Bazen oradan geçen kale lordu sırılsıklam halimi görünce dilini şaklatırdı.
– “Sakin olun çocuklar.”
Bu sözleri eklerdi.
Ya da en büyük ağabeyim.
– “Eğlenmişe benziyorsunuz.”
Ya da ikinci büyük ağabeyim.
– “Sen çocuk musun?”
İşte böyle.
Her neyse, henüz kış olmadığından, görecek kar olmayacaktı. Muhtemelen daha ayaz bastırmadan başkente dönmüş olurdum.
Göreceğim karlı manzara da başkentteki sarayınki olacaktı.
Bu arada Go Yeong-shin’in grubumla ne kadar seyahat etmeyi planladığını merak ediyordum.
Go Yeong-shin liderliğindeki Pyeonggwang Tüccar Grubu ile Gurye Kalesi’ni geçmiş ve buraya kadar gelmiştik. Şimdi, Wolhan Kalesi tam önümüzdeydi.
Onlara pek dikkat etmemiştim ama tamamen de görmezden gelemezdim.
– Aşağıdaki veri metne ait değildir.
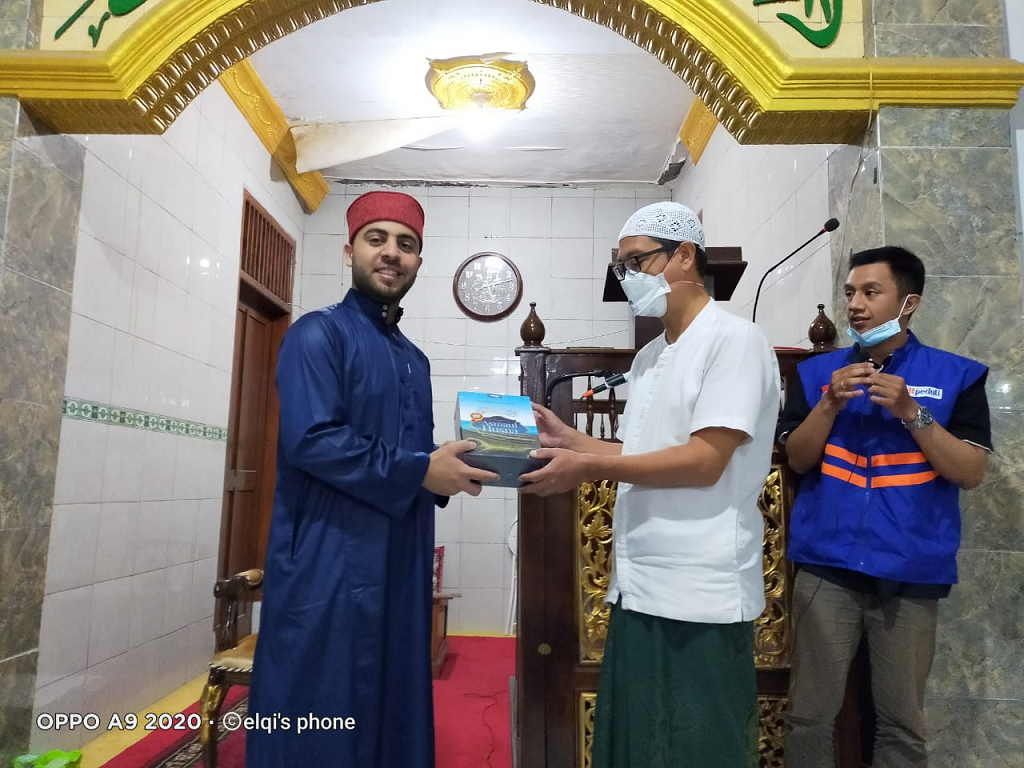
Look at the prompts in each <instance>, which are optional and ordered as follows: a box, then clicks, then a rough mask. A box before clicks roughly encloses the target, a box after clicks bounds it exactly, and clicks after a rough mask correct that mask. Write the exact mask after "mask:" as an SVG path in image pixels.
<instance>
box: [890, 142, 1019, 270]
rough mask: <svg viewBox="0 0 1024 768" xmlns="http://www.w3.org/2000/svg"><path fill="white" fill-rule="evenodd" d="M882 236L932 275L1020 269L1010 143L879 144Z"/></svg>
mask: <svg viewBox="0 0 1024 768" xmlns="http://www.w3.org/2000/svg"><path fill="white" fill-rule="evenodd" d="M881 156H882V190H883V198H884V204H883V205H884V207H885V217H884V220H885V242H886V243H887V244H890V245H901V246H904V247H905V248H909V249H910V250H911V251H913V252H914V253H916V254H918V255H919V256H920V257H921V259H922V261H924V262H925V266H926V268H927V269H928V272H929V273H930V274H954V275H959V274H1006V275H1020V244H1019V239H1018V233H1017V211H1016V205H1017V203H1016V193H1015V184H1016V179H1015V176H1014V157H1013V151H1012V150H1010V148H930V147H912V148H897V147H883V148H882V151H881Z"/></svg>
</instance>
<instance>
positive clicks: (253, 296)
mask: <svg viewBox="0 0 1024 768" xmlns="http://www.w3.org/2000/svg"><path fill="white" fill-rule="evenodd" d="M239 293H240V298H239V305H238V311H237V313H236V325H234V365H233V369H232V371H233V373H232V375H231V399H230V408H229V411H228V421H227V459H226V466H225V471H224V508H223V515H222V518H221V532H220V562H219V566H218V569H217V570H218V575H219V577H221V578H226V577H229V575H231V574H233V573H238V572H239V571H241V570H245V569H246V568H262V567H263V561H264V558H265V556H266V541H267V537H268V535H269V530H270V513H271V509H272V506H273V485H274V463H275V461H276V439H278V395H276V388H275V387H274V385H273V375H274V370H275V369H276V364H278V348H279V347H280V346H281V339H282V337H283V336H284V332H285V331H286V330H287V329H288V325H289V321H290V316H289V315H288V314H285V313H284V312H283V310H282V309H281V308H280V307H274V306H272V305H269V302H267V301H266V300H265V299H264V298H263V297H261V296H259V294H258V292H257V291H256V290H255V289H254V288H253V287H252V286H251V284H250V282H249V281H247V280H245V279H244V280H243V282H242V287H241V289H240V292H239Z"/></svg>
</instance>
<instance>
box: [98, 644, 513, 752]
mask: <svg viewBox="0 0 1024 768" xmlns="http://www.w3.org/2000/svg"><path fill="white" fill-rule="evenodd" d="M514 672H515V638H511V637H508V638H506V637H450V638H449V657H447V660H446V663H445V664H444V669H443V670H442V672H441V677H440V678H439V679H437V680H435V681H434V730H435V734H436V735H435V740H436V744H437V749H436V755H437V767H436V768H511V766H512V737H511V720H510V712H509V678H510V677H511V676H512V675H513V673H514ZM245 693H246V689H245V688H241V687H234V688H231V689H230V690H229V691H228V692H227V699H226V700H225V702H224V707H223V712H227V711H228V710H229V709H231V708H232V707H237V708H239V710H240V711H241V712H242V713H243V714H244V711H245V701H244V700H243V699H244V697H245ZM198 711H199V702H197V703H195V705H193V706H191V707H189V708H188V709H187V710H185V712H186V713H193V712H198ZM221 736H224V738H223V740H222V741H221V742H220V749H219V751H218V760H217V768H245V762H246V760H245V735H244V733H243V732H242V731H236V732H234V733H229V734H224V733H223V732H221ZM202 765H203V759H202V756H201V755H200V750H199V737H198V734H196V733H195V732H191V733H187V734H181V733H173V732H170V733H168V732H154V733H151V734H150V735H148V736H146V737H145V738H143V739H142V740H141V741H139V742H137V743H135V744H133V745H132V746H130V748H128V749H127V750H125V751H124V752H123V753H121V754H120V755H118V756H117V757H116V758H114V759H113V760H111V761H109V762H106V763H104V764H103V766H102V768H191V767H193V766H195V767H197V768H198V767H199V766H202ZM283 768H284V767H283Z"/></svg>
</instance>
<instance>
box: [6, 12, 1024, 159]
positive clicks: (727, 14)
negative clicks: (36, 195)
mask: <svg viewBox="0 0 1024 768" xmlns="http://www.w3.org/2000/svg"><path fill="white" fill-rule="evenodd" d="M380 1H381V0H211V1H210V2H196V1H195V0H164V2H162V3H160V5H159V6H158V7H157V8H155V9H154V10H152V11H151V12H148V13H147V14H145V15H144V16H143V17H142V18H141V19H139V22H137V23H136V24H135V25H133V26H132V27H131V28H130V29H129V30H128V31H127V32H126V33H125V34H124V35H123V37H122V38H121V39H120V40H118V41H117V42H116V43H115V44H114V45H113V46H112V47H111V48H110V49H109V50H106V51H104V52H101V53H88V52H84V53H58V52H44V51H5V52H4V53H3V54H0V93H4V94H8V95H14V96H17V97H18V98H19V99H20V100H22V102H23V103H24V104H25V105H26V108H27V109H29V110H31V111H32V112H34V113H35V114H37V115H38V116H39V117H41V118H42V119H43V120H45V121H46V122H48V123H49V124H50V125H52V126H53V127H54V128H56V129H57V130H60V131H63V132H67V133H160V132H162V131H164V130H165V129H166V128H167V127H168V126H169V125H170V124H171V123H172V122H173V121H174V119H175V118H176V117H177V116H178V115H179V114H180V113H181V111H182V110H183V109H184V108H185V105H187V104H188V102H189V101H191V100H193V99H194V98H195V97H196V95H197V94H198V93H199V92H200V91H201V90H203V88H205V87H206V86H208V85H209V84H210V83H211V82H212V81H213V80H214V79H216V78H217V77H218V76H220V74H221V73H223V72H225V71H226V70H227V69H229V68H230V67H232V66H233V65H237V63H239V62H241V61H243V60H244V59H245V58H246V57H247V56H249V55H250V54H251V53H253V52H254V51H256V50H257V49H259V48H261V47H262V46H264V45H266V44H267V43H270V42H272V41H274V40H278V39H280V38H282V37H284V36H286V35H288V34H289V33H291V32H293V31H295V30H297V29H299V28H301V27H305V26H306V25H309V24H312V23H313V22H317V20H319V19H322V18H324V17H326V16H328V15H332V14H334V13H338V12H340V11H342V10H346V9H348V8H351V7H354V6H359V5H368V4H369V3H371V2H380ZM536 2H540V3H542V4H545V5H550V6H553V7H556V8H561V9H563V10H566V11H568V12H570V13H573V14H574V15H578V16H581V17H583V18H586V19H589V20H591V22H593V23H595V24H599V25H601V26H603V27H606V28H608V29H610V30H613V31H614V32H616V33H618V34H620V35H622V36H623V37H625V38H627V39H629V40H631V41H633V42H634V43H636V44H637V45H639V46H640V47H642V48H644V49H645V50H647V51H649V52H650V53H651V54H652V55H654V56H656V57H657V58H658V59H659V60H660V61H663V62H664V63H665V65H666V67H668V68H669V69H670V70H672V71H673V72H675V73H676V74H677V75H678V76H679V77H680V78H682V79H683V80H684V81H685V82H686V83H687V84H688V85H689V86H690V87H691V88H692V89H693V91H694V92H695V93H696V94H697V96H698V97H699V98H700V100H702V101H703V102H705V103H706V104H707V105H708V109H709V110H711V112H712V114H714V115H715V117H716V118H717V119H718V120H719V122H721V123H722V124H723V125H724V126H725V127H726V128H727V129H728V130H729V132H730V133H732V135H733V136H735V137H736V139H737V140H738V141H740V142H742V143H812V142H850V141H855V140H857V139H858V138H859V136H860V135H861V134H862V133H863V131H864V129H865V127H866V125H867V124H868V122H869V120H870V116H871V115H872V114H873V113H874V111H877V110H878V109H879V106H881V105H893V106H967V108H971V106H987V108H1004V109H1009V108H1011V106H1012V105H1013V104H1014V103H1016V101H1017V94H1018V91H1019V90H1020V88H1021V86H1022V85H1024V65H1021V63H1019V62H1016V61H1012V60H1009V59H987V58H986V59H965V58H956V59H870V58H836V59H817V58H814V59H812V58H806V59H805V58H799V59H798V58H791V57H790V56H787V55H786V54H785V53H783V52H782V50H781V49H780V48H779V46H778V45H777V44H776V43H775V42H774V41H773V40H772V39H771V38H770V36H769V35H768V34H767V33H765V32H764V31H763V30H761V29H760V28H759V27H758V26H757V24H756V23H755V22H754V20H753V19H752V18H751V17H750V16H748V15H745V14H743V13H742V12H740V11H739V9H738V8H737V6H735V5H734V4H733V3H732V2H730V0H536Z"/></svg>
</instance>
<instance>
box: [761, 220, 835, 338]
mask: <svg viewBox="0 0 1024 768" xmlns="http://www.w3.org/2000/svg"><path fill="white" fill-rule="evenodd" d="M838 228H839V219H837V218H831V219H828V220H827V221H826V222H825V224H824V226H822V227H821V228H820V229H819V230H818V231H816V232H814V234H813V236H812V237H811V238H810V240H808V241H807V242H806V243H804V244H803V245H801V246H799V247H798V248H796V249H794V251H793V253H791V254H790V255H788V256H786V257H785V258H784V259H782V260H781V261H779V262H778V263H777V264H772V265H771V266H770V267H768V270H767V271H766V272H765V273H764V274H762V275H761V282H760V283H758V290H757V293H755V294H754V312H753V313H752V314H751V322H752V323H756V322H757V317H758V299H759V298H761V286H763V285H764V282H765V278H767V276H768V275H769V274H771V272H772V270H773V269H775V268H776V267H777V266H779V265H781V264H784V263H785V262H786V261H788V260H790V259H792V258H793V257H794V256H796V255H797V254H798V253H800V251H802V250H803V249H804V248H806V247H807V246H808V245H810V244H811V243H812V242H813V241H814V240H816V239H817V238H819V237H821V236H822V234H824V233H825V232H830V231H835V230H836V229H838Z"/></svg>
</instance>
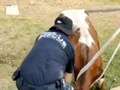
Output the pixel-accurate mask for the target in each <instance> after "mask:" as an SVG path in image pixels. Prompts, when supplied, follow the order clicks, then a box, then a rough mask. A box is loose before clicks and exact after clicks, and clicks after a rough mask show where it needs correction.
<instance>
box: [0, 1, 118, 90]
mask: <svg viewBox="0 0 120 90" xmlns="http://www.w3.org/2000/svg"><path fill="white" fill-rule="evenodd" d="M45 1H46V0H45ZM45 1H44V3H43V5H42V4H40V6H39V9H40V11H37V8H38V6H34V5H33V7H35V10H36V11H35V10H34V8H33V11H32V10H31V9H32V8H31V9H30V11H27V9H26V8H25V10H24V9H23V11H24V12H25V15H26V16H19V17H9V16H5V15H4V12H3V9H1V8H0V71H1V72H0V84H1V79H5V80H3V85H4V83H7V84H6V86H5V87H4V88H2V90H6V87H7V88H8V89H7V90H16V88H15V83H14V82H13V81H12V80H11V75H12V73H13V72H14V70H15V69H16V68H17V67H18V66H19V65H20V63H21V62H22V61H23V60H24V57H25V56H26V55H27V53H28V52H29V51H30V50H31V48H32V46H33V44H34V41H35V38H36V37H37V36H38V35H39V34H40V33H42V32H44V31H46V30H47V29H48V28H49V27H50V25H51V22H52V20H53V19H54V17H55V15H56V14H58V13H59V12H60V11H61V10H63V9H64V8H65V9H66V8H76V7H77V8H83V7H85V8H90V7H91V6H92V7H93V6H94V7H95V6H97V5H102V6H104V5H106V4H112V5H115V4H118V5H119V4H120V0H89V2H86V3H83V4H82V5H81V4H79V3H78V2H77V0H75V1H76V2H75V3H71V4H70V5H69V4H68V5H67V3H68V1H71V2H72V0H68V1H64V2H65V3H64V2H63V4H62V3H61V4H60V3H59V2H57V1H56V2H57V3H58V4H59V5H53V4H57V3H55V2H54V1H53V0H51V2H45ZM47 1H48V0H47ZM52 2H54V3H52ZM39 3H40V2H39ZM89 3H90V4H89ZM101 3H102V4H101ZM38 5H39V4H38ZM102 6H100V7H102ZM24 7H25V6H24ZM28 9H29V8H28ZM31 13H32V15H29V14H31ZM36 13H37V15H36ZM33 15H34V16H33ZM119 15H120V13H117V12H116V13H108V14H106V13H104V14H102V13H97V14H90V16H91V21H93V22H92V23H93V25H95V28H96V30H97V33H98V36H99V40H100V42H101V46H102V45H103V44H104V43H105V42H106V41H107V40H108V38H109V37H110V36H111V35H112V34H113V33H114V32H115V30H116V29H117V28H118V27H119V25H120V20H119V19H120V16H119ZM36 16H37V17H36ZM38 16H39V17H38ZM51 19H52V20H51ZM119 38H120V36H119ZM119 38H118V39H116V40H115V41H114V42H113V43H112V44H111V45H110V46H109V47H108V48H107V50H106V51H105V53H104V54H103V56H102V57H103V60H104V62H105V64H106V63H107V62H108V60H109V58H110V56H111V55H112V52H113V51H114V49H115V47H116V46H117V43H118V42H119V41H120V40H119ZM119 53H120V50H119V52H118V54H117V55H116V57H115V59H114V61H113V62H112V64H111V66H110V67H109V69H108V71H107V73H106V74H105V77H106V79H107V82H108V86H109V87H110V86H111V87H114V86H118V85H120V72H119V70H120V67H119V65H120V55H119ZM114 79H115V80H114ZM113 81H114V82H113ZM0 90H1V88H0Z"/></svg>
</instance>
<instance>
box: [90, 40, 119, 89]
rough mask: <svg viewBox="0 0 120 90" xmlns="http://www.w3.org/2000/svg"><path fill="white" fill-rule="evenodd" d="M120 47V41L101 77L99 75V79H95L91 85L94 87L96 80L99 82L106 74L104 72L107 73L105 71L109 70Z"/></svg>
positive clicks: (115, 49)
mask: <svg viewBox="0 0 120 90" xmlns="http://www.w3.org/2000/svg"><path fill="white" fill-rule="evenodd" d="M119 48H120V42H119V44H118V45H117V47H116V49H115V50H114V52H113V54H112V56H111V58H110V59H109V62H108V63H107V65H106V67H105V69H104V71H103V73H102V74H101V75H100V77H99V78H98V79H97V80H95V81H94V82H93V83H92V84H91V87H92V86H93V85H94V84H95V83H96V82H98V81H99V80H100V79H101V78H102V77H103V76H104V74H105V72H106V71H107V69H108V67H109V66H110V64H111V62H112V60H113V59H114V57H115V55H116V54H117V52H118V50H119Z"/></svg>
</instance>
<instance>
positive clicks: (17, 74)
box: [12, 68, 20, 81]
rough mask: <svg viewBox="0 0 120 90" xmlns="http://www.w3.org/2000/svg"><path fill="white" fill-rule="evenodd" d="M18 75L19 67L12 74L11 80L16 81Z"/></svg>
mask: <svg viewBox="0 0 120 90" xmlns="http://www.w3.org/2000/svg"><path fill="white" fill-rule="evenodd" d="M19 77H20V69H19V68H18V69H17V70H16V71H15V72H14V73H13V75H12V80H13V81H16V80H17V79H18V78H19Z"/></svg>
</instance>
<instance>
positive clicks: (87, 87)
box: [62, 10, 103, 90]
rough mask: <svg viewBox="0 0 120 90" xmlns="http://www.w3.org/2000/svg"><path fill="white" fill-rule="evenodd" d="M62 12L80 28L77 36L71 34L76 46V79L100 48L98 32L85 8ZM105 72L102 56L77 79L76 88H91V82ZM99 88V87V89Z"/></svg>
mask: <svg viewBox="0 0 120 90" xmlns="http://www.w3.org/2000/svg"><path fill="white" fill-rule="evenodd" d="M62 14H63V15H64V16H66V17H68V18H70V19H71V20H72V22H73V30H76V29H77V30H78V31H77V32H79V34H78V33H76V35H77V37H75V36H74V35H73V36H70V37H69V38H70V41H71V42H72V44H73V45H74V47H75V64H74V66H75V67H74V68H75V79H76V78H77V75H78V73H79V71H80V70H81V69H82V67H83V66H85V65H86V64H87V63H88V62H89V61H90V60H91V59H92V57H93V56H94V55H95V54H96V52H97V51H98V50H99V49H100V44H99V40H98V36H97V32H96V30H95V28H94V26H93V25H92V24H91V22H90V20H89V16H88V14H87V13H86V12H85V10H65V11H63V12H62ZM102 72H103V61H102V59H101V57H99V58H97V61H96V62H95V63H94V65H93V66H92V67H91V68H89V70H87V71H86V72H85V73H84V74H83V75H82V76H81V77H80V79H79V80H78V81H76V90H90V89H91V88H90V86H91V84H92V83H93V82H94V81H95V80H96V79H97V78H98V77H99V76H100V75H101V73H102ZM97 90H98V89H97Z"/></svg>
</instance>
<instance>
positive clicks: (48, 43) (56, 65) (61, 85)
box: [13, 15, 74, 90]
mask: <svg viewBox="0 0 120 90" xmlns="http://www.w3.org/2000/svg"><path fill="white" fill-rule="evenodd" d="M72 28H73V24H72V20H71V19H69V18H68V17H65V16H63V15H59V17H57V19H56V20H55V24H54V25H53V26H52V27H51V28H50V29H49V30H48V31H47V32H44V33H43V34H42V35H40V36H39V37H38V39H37V42H36V43H35V45H34V47H33V48H32V50H31V51H30V53H29V54H28V55H27V57H26V58H25V60H24V61H23V63H22V64H21V66H20V67H19V68H18V69H17V70H16V71H15V73H14V74H13V80H16V85H17V88H18V90H71V89H72V88H69V89H67V86H66V82H65V80H64V78H65V73H72V72H73V67H74V48H73V46H72V44H71V42H70V40H69V36H72V35H73V34H74V32H73V29H72Z"/></svg>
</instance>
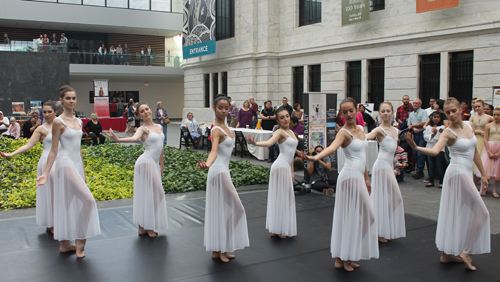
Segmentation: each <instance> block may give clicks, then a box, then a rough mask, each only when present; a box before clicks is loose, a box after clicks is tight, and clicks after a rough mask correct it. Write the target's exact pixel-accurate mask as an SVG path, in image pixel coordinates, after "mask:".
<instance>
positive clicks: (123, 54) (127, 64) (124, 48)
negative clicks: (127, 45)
mask: <svg viewBox="0 0 500 282" xmlns="http://www.w3.org/2000/svg"><path fill="white" fill-rule="evenodd" d="M123 64H124V65H128V46H127V43H125V46H124V47H123Z"/></svg>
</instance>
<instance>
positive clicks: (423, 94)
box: [418, 54, 441, 108]
mask: <svg viewBox="0 0 500 282" xmlns="http://www.w3.org/2000/svg"><path fill="white" fill-rule="evenodd" d="M419 65H420V81H419V85H418V86H419V87H418V97H419V98H420V99H422V108H428V107H429V100H430V99H431V98H433V97H434V98H436V99H437V98H439V88H440V76H441V55H440V54H431V55H422V56H420V63H419Z"/></svg>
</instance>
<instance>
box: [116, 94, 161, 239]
mask: <svg viewBox="0 0 500 282" xmlns="http://www.w3.org/2000/svg"><path fill="white" fill-rule="evenodd" d="M136 111H137V112H138V113H139V114H138V116H139V117H140V118H142V120H143V121H144V125H143V126H141V127H139V128H138V129H137V131H136V132H135V133H134V135H133V136H132V137H128V138H118V137H117V136H116V134H114V133H113V129H110V130H109V133H106V135H108V136H109V137H111V139H113V140H114V141H115V142H123V143H125V142H137V140H139V139H140V140H141V141H142V143H143V144H144V148H145V150H144V153H143V154H142V155H141V156H140V157H139V158H138V159H137V161H136V162H135V166H134V209H133V210H134V213H133V223H134V224H136V225H138V226H139V235H146V234H147V235H148V236H149V237H151V238H154V237H156V236H157V235H158V233H157V232H156V230H166V229H167V228H168V219H167V203H166V200H165V191H164V190H163V185H162V181H161V175H162V174H163V161H164V160H163V139H164V138H165V137H164V136H163V129H162V127H161V125H159V124H155V123H154V122H153V118H152V111H151V108H150V107H149V106H148V105H147V104H145V103H139V104H138V106H137V110H136Z"/></svg>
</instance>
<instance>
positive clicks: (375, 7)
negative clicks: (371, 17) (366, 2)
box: [370, 0, 385, 11]
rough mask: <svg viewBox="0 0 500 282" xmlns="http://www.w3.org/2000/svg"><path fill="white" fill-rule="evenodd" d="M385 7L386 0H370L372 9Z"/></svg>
mask: <svg viewBox="0 0 500 282" xmlns="http://www.w3.org/2000/svg"><path fill="white" fill-rule="evenodd" d="M384 9H385V0H370V11H378V10H384Z"/></svg>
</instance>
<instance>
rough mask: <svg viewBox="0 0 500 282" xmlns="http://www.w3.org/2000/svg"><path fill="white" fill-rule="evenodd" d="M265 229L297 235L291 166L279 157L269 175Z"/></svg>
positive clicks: (290, 234) (294, 202) (293, 235)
Umursamamaya çalışsam da farkında olmadan edemediğim bir şey vardı. Go Yeong-shin’in Shin Gwiryung’un astı olduğu gerçeği.
Ya Shin Gwiryung’a geri dönüp onları ihmal ettiğim için beni ispiyonlarsa?
Hmm.
Elbette, Pyeonggwang Tüccar Grubu’nun başı konumundaki biri bu kadar önemsiz olamazdı.
Wolhan Kalesi hâlâ kuzeyin merkeziydi, dolayısıyla orada bir Pyeonggwang Tüccar Grubu şubesi olabilirdi.
Neredeyse varmıştık, biraz daha ilerledikten sonra nihayet hedefimize ulaşacaktık. Gruba acele etmelerini söyledim.
Çok geçmeden gerçekten de Wolhan Kalesi’ne vardık.
Sonunda.
* * *
Ancak Wolhan Kalesi’ne girmek en başından beri kolay değildi. Ne ben ne de maiyetim bu kadar soğuk davranılacağını beklemiyorduk, bu yüzden oldukça şaşırmıştık.
“Lütfen bir dakika bekleyin.”
Kapı bekçisi askerlerden biri ön tarafta bulunan Heo Seokgyeom’a seslendi.
Bundan hemen önce Heo Seokgyeom bekçilere benim Prens Ikwon, yani başkentten gelen bir prens olduğumu söylemişti.
Ama beklemem mi söylendi? Bu nasıl bir saçmalık?
Belli ki Kral Bonhyeon’dan birini göndermesini isteyen Wolhan Kalesi Lordu’ydu. Herkes buraya kendi isteğimle geldiğimi ve içeri alınmayı talep ettiğimi düşünebilirdi.
Kaba ve şaşırtıcıydı.
Kaşlarımı çattım.
“Birinci Prens’in kimliğinden şüphe etmeye cüret mi ediyorsunuz?”
Bunun üzerine kapı bekçisi askerler bana baktı. Yüzlerinin tamamını kaplayan demir miğferler giymişlerdi, bu yüzden tek görebildiğim göz deliklerinden görünen eşit sayıdaki gözbebekleriydi.
Teknik olarak, bir prens olan benim önümde miğferlerini çıkarmaları gerekirdi. Ama..
“Özür dileriz, Majesteleri.”
Kapı bekçileri başlarını eğdi. Ses tonlarından bu can sıkıcı meseleyi çabucak halletmeye çalıştıkları anlaşılıyordu.
Heo Seokgyeom ve Yoo Geung bana baktı. Olay çıkarabileceğimden endişeli görünüyorlardı. Kale kapısının önünde yaygara koparmamalıydım. Sinir krizi geçirmek yerine içimi çektim.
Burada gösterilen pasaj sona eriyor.